This struck me as a provocative way to frame materialism v. dualism. It comes from a 2003 paper in NeuroQuantology, and it was written by Donald Watson and Bernard Wilson:
The “psychophysical identity” proposition is today’s most popular model for working around the classical mind-body problem. It replaces dualism with material monism. Under the psychophysical identity proposition, mind is an unnecessary concept because mind states are actually brain states. Noting that Popper (Popper and Eccles, 1977) characterizes the psychophysical identity model as “promissory materialism,” [Sir John] Eccles attacked this proposition thus:
“I regard this theory as being without foundation. The more we discover scientifically about the brain the more clearly do we distinguish between the brain events and the mental phenomena and the more wonderful do the mental phenomena become. Promissory materialism is simply a superstition held by dogmatic materialists. It has all the features of a Messianic prophecy, with the promise of a future freed of all problems—a kind of Nirvana for our unfortunate successors.” (1994)
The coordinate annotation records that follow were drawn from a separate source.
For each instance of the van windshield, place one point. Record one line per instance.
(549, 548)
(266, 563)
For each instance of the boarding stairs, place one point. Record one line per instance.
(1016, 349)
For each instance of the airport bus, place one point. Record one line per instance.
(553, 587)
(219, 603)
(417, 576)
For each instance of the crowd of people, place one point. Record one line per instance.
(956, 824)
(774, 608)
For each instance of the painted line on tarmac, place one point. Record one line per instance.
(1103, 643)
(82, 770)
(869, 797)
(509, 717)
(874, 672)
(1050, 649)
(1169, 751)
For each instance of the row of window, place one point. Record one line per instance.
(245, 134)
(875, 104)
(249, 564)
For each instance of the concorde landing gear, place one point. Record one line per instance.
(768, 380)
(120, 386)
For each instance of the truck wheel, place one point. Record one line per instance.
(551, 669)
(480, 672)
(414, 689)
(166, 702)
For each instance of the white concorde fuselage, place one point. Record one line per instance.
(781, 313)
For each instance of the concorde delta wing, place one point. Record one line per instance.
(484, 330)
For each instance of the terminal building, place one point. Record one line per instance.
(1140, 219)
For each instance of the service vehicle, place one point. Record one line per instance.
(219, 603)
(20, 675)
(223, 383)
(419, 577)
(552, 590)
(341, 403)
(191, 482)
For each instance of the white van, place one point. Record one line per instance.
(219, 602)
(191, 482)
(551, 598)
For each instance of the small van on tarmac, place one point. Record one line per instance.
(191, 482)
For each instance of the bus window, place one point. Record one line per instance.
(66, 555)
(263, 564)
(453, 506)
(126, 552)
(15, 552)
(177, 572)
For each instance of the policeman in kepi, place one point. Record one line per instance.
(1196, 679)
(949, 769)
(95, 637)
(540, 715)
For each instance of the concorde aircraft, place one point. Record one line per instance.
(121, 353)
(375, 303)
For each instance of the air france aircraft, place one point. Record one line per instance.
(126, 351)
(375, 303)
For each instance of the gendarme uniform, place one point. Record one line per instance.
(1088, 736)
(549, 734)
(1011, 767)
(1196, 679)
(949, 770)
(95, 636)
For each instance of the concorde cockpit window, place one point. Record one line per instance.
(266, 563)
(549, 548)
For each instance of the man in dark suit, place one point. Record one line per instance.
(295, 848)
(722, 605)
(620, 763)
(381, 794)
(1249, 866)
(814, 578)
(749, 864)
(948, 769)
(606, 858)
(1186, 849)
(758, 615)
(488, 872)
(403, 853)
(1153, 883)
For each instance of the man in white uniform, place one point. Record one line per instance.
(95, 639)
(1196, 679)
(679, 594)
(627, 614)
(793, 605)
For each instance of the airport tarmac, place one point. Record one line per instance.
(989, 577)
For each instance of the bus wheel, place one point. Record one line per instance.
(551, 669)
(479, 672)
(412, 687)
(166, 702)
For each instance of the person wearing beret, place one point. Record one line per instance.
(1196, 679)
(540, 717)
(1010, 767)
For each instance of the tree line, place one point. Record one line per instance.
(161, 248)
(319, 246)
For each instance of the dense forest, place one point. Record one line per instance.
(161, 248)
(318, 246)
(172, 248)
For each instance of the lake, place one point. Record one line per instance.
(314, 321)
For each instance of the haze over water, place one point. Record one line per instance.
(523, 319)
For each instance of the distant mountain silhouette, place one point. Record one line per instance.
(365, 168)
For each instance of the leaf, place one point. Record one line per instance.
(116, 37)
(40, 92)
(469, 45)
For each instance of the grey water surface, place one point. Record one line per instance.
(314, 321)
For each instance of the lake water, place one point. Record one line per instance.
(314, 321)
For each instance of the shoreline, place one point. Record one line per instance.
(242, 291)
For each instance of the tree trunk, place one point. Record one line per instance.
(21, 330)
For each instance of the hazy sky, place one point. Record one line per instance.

[Sir John] Eccles didn’t need to stop with characterizing promissory materialism as dogma. He could have used a scientific argument. Unlike the parallel-dualism premise, material monism implies a testable hypothesis, namely that local brain operations are necessary for all mental events. Had Eccles included nonlocal parapsychological findings among our “wonderful mental phenomena,” he could have shown that material monism’s essential implication has been falsified. The brain is not necessary for valid empirical data pointing to what Dossey labeled the “nonlocal mind” (1997), including telepathy (Bem and Honorton, 1994), psychokinesis (Jahn, et al, 1987), remote viewing (Targ, 1996), and many other nonlocal parapsychological phenomena (Radin, 1997). . . . “Does the self survive death?” The Theory of Enformed Systems predicts that Sir John’s discarnate SELF has now answered that question empirically, i.e., from his own experience.